Während die Basketballer von Brose Bamberg in der Bundesliga immer mal wieder ins Straucheln geraten, gehen sie in der Champions League unbeirrbar ihren Weg. Seine Erfolgsserie will der in der Gruppe F noch ungeschlagene Tabellenführer am Dienstagabend (20 Uhr/Brose-Arena) fortsetzen und im fünften Spiel den fünften Sieg landen.

Während die Oberfranken bereits das Ticket für die Runde der besten 16 Teams in der Tasche haben, kämpfen die Basken noch ums Weiterkommen. Sie haben bislang zwei Siege gegen das abgeschlagene Schlusslicht aus Bologna auf dem Konto und können mit zwei deutlichen Siegen in den beiden noch ausstehenden Partien sogar noch Gruppensieger werden. Den ersten Platz möchten die Bamberger aber nicht mehr hergeben. Denn dieser würde ihnen für die Auslosung der Top-16-Runde garantieren, dass sie nur auf einen anderen Gruppensieger sowie zwei Gruppenzweite treffen.

Kravish: 40 Minuten Vollgas

"Für die Partie gegen Bilbao gilt 40 Minuten Vollgas, vorne wie hinten, damit wir keine Rechenspiele am letzten Spieltag benötigen und sicher als Gruppensieger in die Play-offs einziehen können", gibt David Kravish die Marschroute vor. Mangelnde Intensität auf dem Feld waren für den Bamberger Center der Grund für vermeidbare Niederlagen wie zuletzt in Vechta: " Es ist klar: Wenn wir über 40 Minuten unser Tempo hochhalten, dann haben wir in dieser Saison immer gut ausgesehen. Wenn wir das Tempo einmal haben schleifen lassen, dann kam der Gegner auf und hat uns wehgetan", erklärt Kravish.

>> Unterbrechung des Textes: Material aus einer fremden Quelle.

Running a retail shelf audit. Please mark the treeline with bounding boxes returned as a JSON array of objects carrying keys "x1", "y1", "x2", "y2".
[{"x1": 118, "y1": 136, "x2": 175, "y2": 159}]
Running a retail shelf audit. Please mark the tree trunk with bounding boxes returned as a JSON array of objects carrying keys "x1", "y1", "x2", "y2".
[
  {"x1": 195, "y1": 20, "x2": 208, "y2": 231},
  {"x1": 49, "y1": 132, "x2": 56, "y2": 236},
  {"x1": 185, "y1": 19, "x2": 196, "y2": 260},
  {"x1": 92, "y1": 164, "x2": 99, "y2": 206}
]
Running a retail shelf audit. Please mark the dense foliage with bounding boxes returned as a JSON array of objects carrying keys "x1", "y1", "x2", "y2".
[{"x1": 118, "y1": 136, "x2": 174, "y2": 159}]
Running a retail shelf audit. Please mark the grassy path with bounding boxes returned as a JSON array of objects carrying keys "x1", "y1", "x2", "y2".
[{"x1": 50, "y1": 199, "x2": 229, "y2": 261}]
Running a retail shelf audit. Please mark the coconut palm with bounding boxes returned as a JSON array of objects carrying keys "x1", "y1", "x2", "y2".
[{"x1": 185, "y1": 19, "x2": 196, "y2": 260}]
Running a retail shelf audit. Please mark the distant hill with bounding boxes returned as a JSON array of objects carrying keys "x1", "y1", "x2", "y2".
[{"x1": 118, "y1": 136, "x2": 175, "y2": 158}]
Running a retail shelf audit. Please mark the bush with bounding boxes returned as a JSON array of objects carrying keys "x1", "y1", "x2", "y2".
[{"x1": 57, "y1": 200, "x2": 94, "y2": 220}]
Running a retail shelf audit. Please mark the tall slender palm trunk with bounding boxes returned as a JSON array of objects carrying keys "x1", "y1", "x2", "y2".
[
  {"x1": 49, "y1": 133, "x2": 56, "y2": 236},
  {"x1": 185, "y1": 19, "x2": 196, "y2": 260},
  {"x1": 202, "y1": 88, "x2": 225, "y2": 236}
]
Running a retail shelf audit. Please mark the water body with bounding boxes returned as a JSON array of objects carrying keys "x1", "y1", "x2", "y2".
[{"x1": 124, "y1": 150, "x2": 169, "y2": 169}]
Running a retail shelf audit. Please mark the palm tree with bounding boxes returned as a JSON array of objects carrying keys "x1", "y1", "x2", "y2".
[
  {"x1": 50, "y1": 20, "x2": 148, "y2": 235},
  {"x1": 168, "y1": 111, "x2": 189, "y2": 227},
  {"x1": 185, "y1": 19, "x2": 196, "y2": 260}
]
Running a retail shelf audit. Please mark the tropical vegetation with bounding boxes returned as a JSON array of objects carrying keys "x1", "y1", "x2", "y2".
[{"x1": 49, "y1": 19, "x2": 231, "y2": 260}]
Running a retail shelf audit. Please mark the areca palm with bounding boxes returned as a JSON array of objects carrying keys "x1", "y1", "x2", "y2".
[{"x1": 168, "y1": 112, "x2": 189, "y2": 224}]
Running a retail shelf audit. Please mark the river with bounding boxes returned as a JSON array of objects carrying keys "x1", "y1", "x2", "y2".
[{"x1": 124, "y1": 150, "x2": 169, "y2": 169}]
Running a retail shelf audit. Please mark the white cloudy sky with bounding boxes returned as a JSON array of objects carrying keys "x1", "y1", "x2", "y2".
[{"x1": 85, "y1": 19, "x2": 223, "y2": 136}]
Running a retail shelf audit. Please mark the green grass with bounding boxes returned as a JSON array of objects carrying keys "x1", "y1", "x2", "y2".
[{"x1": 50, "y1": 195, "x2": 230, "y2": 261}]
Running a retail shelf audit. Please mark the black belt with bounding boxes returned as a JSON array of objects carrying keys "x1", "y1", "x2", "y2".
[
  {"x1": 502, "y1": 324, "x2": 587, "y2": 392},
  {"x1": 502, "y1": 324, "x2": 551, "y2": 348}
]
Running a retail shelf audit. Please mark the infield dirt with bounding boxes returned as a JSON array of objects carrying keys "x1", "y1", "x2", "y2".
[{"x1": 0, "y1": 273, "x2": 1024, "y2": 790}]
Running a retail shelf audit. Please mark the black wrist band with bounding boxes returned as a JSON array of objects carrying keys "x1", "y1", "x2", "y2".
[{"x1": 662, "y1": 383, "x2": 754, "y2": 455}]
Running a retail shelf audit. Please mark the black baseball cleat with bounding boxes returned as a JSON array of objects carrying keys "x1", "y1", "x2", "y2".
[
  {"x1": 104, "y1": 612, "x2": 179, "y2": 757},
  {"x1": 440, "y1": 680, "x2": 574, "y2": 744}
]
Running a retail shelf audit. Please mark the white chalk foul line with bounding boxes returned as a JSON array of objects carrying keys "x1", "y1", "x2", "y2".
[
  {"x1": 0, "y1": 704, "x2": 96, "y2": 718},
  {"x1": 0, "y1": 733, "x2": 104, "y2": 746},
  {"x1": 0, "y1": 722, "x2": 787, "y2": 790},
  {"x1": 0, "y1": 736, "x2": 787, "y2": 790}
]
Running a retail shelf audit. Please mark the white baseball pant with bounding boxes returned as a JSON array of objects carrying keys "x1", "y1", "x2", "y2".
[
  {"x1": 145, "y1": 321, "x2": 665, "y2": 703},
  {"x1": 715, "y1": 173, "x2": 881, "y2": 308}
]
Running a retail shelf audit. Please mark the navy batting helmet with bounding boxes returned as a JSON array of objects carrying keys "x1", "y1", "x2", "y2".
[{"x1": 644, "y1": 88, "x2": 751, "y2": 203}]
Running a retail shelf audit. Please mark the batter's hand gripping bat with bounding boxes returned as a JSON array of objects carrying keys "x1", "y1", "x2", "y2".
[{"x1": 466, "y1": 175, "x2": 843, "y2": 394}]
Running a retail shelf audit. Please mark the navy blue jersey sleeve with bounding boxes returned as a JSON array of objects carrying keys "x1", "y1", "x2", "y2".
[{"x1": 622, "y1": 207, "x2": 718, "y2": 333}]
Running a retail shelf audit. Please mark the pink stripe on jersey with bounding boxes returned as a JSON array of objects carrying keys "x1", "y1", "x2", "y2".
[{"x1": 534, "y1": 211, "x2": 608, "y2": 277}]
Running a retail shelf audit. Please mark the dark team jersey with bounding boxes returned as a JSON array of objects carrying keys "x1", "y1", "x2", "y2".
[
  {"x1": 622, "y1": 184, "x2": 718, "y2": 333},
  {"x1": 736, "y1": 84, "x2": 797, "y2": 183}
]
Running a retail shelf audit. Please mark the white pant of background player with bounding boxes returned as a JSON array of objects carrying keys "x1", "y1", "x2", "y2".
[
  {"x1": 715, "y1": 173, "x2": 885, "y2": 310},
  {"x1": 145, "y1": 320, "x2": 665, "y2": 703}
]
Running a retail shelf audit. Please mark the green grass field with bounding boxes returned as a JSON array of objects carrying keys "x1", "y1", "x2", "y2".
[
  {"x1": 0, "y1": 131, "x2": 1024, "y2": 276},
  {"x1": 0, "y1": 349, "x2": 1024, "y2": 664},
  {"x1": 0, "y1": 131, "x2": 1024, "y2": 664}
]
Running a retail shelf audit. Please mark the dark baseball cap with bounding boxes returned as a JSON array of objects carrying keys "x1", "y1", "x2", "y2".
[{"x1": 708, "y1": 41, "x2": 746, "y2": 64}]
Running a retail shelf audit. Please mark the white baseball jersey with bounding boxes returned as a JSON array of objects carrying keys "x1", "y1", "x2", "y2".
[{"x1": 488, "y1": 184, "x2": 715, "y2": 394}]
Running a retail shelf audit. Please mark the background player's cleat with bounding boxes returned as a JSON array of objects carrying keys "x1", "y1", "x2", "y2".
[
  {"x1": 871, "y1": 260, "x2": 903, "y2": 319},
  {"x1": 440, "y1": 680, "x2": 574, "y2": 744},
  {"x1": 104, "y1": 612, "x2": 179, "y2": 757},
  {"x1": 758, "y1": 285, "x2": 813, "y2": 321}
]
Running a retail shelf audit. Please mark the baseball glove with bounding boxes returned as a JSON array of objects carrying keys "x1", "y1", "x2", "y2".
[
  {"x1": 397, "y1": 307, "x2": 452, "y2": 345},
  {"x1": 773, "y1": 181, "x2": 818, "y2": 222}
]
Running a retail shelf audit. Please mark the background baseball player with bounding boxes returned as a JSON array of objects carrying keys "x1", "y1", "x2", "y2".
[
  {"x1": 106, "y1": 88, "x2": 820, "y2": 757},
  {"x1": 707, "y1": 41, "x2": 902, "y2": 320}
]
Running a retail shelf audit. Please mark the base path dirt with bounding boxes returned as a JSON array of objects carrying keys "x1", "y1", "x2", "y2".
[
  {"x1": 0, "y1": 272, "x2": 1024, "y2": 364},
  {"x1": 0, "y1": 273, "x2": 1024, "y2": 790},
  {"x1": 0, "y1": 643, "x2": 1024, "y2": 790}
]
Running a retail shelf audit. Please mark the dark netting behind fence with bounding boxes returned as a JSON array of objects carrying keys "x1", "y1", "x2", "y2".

Auch das Team aus Bilbao brachte die Bamberger in Bedrängnis. Es machte im Hinspiel einen 18-Punkte-Rückstand wett, musste sich aber trotz deutlicher Reboundüberlegenheit (44:30) und 18 Bamberger Ballverlusten mit 71:77 geschlagen geben.

Drei Verletzte bei Bilbao

Ins zweite Duell mit den Oberfranken gehen die Spanier ersatzgeschwächt. Der 2,17 Meter große Center Ondrej Balvin - mit 13 Punkten im Schnitt bester Spieler seines Teams - fehlt verletzungsbedingt ebenso wie der Franzose Jonathan Rousselle (7,3) und der Schwede Ludde Hakanson (4,3). 7,5 Zähler im Schnitt steuert Arnoldas Kulboka pro Partie in der Champions League bei. Allerdings weist der Ex-Bamberger mit 9,5 Prozent (zwei Treffer bei 21 Versuchen) eine ganz schwache Dreierquote im internationalen Wettbewerb auf. Wesentlich besser läuft es für den 23 Jahre alten Litauer in der spanischen ACB-Liga mit 45 Prozent Trefferquote aus der Distanz und 8,7 Punkten im Schnitt bei einer durchschnittlichen Einsatzzeit von 22:56 Minuten.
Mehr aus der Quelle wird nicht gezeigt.